# Firefox update

## bjdacre

Gentlepeople,

Firefox is probably the main piece of software I use on my computer, well, I mean a web browser, but for the time being that is Firefox and is likely to remain so for the foreseeable future.

I also value stability so I have tried to keep my system running only software deemed by the package maintainers as stable.  Initially I didn't understand how Gentoo packaged and numbered Firefox until I discovered that Mozilla themselves maintain a long term support version.  That was until recently v31, and more recently v38.  When I was using Debian I used to get the latest version from backports and felt that by and large, keeping up with the latest version was more positive than negative, so the apparent conservatism of Gentoo took a little while to get used to.  However, I decided to accept it and let more knowledgeable people make the decision on stability.

Anyway, I was looking forward to getting the new lts version v38, and finally this morning on my daily system update, there it was.  Yay, I think...

Definitely yay;

Compilation surprised me and took maybe 2 hours (maybe less) rather than 4.

Not so sure;

Starting it up I find it is the developer edition and it has created a new profile so all of my customisations are lost.  I suppose I can copy across the old profile (I'm not sure what the effect of this will be but I can always delete it and start again as the new version demanded anyway).  I also don't seem to be able to choose small icons so that I get more compact (vertically) toolbars and menus.

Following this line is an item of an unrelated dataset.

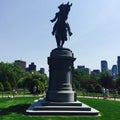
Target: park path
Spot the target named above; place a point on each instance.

But this is not my major concern.  Is the developer edition now considered the new stable version.  I did a wee bit of reading, and it seems to me that the developer edition will be used by Mozilla to test new features not deemed stable enough for the main line browser.  Now I'm not saying this would rule it out for me, especially if we got earlier access to the multi-process version of Firefox, but it does seem like some sort of policy change on Gentoo's part on what constitutes a stable version of Firefox.

So, is the developer edition the new stable version?  Should I go ahead and update my other computers to this new version?

Thanks.

Brendan

----------

## Apheus

I assume you have +bindist set on firefox (which is the default)?

See here: USE=bindist - profile selection pre-selects dev-edition-default instead of previously selected profile

Tldr: Unset the "bindist" use flag. For licensing reasons the unbranded version is selected by default in gentoo, but for some versions now this equals to the developer edition which messes up firefox's profile selection. Mozilla or Gentoo need to untangle "unbranded version" from "developer version" imho.

----------

## bjdacre

Thanks Apheus, that bug report was informative, if not quite helpful...   :Confused: 

You can also force profile selection by starting firefox with the -p PROFILENAME parameter.  I have, for the time being, disabled the preference allowing the developer edition to run at the same time as the normal version.

Has anyone compiled Firefox recently with bindist disabled?  Does this give you the non-developer version?  The comment on the effects of bindist arguably just apply to redistribting a binary version...

Brendan

----------

## Hu

I am using Firefox 38.1 ESR with USE=-bindist and never encountered anything related to developer mode.  The new Firefox is uglier than the old one, but otherwise works the same.

----------

## bjdacre

Thanks for that information  Hu.

And now I can confirm it.  I re-compiled it myself and voila, vanilla (uglier) branded Firefox...

It did give me a warning about distributing the binary, even on my local network, but this is Gentoo...  I compile everything with customised cflags, so I can't safely copy from one pc to another anyway...    :Smile: 

Brendan

----------